Microsoft unveils AI that can simulate your voice from just 3 seconds of audio

VALL-E language model can even imitate the original speaker’s emotional tone using artificial intelligence

Anthony Cuthbertson
Tuesday 10 January 2023 20:17 GMT
New AI can accurately imitate a person's voice

Microsoft has unveiled an AI voice simulator capable of accurately immitating a person’s voice after listening to them speak for just three seconds.

The VALL-E language model was trained using 60,000 hours of English speech from 7,000 different speakers in order to synthesize “high-quality personalised speech” from any unseen speaker.

Once the artificial intelligence system has a person’s voice recording, it is able to make it sound like that person is saying anything.

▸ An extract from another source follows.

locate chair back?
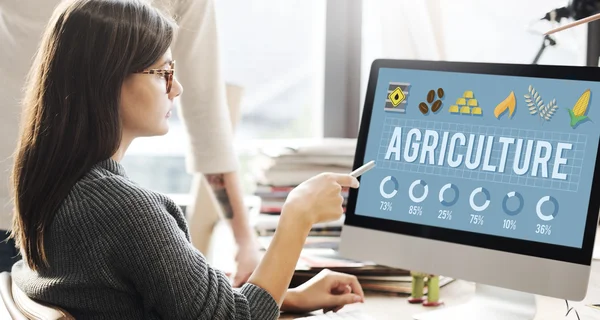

It is even able to imitate the original speaker’s emotional tone and acoustic environment.

“Experiment results show that VALL-E significantly outperforms the state-of-the-art zero-shot text to speech synthesis (TTS) system in terms of speech naturalness and speaker similarity,” a paper describing the system stated.

“In addition, we find VALL-E could preserve the speaker’s emotion and acoustic environment of the acoustic prompt in synthesis.”

Potential applications include authors reading entire audiobooks from just a sample recording, videos with natural language voiceovers, and filling in speech for a film actor if the original recording was corrupted.

As with other deepfake technology that imitates a person’s visual likeness in videos, there is the potential for misuse.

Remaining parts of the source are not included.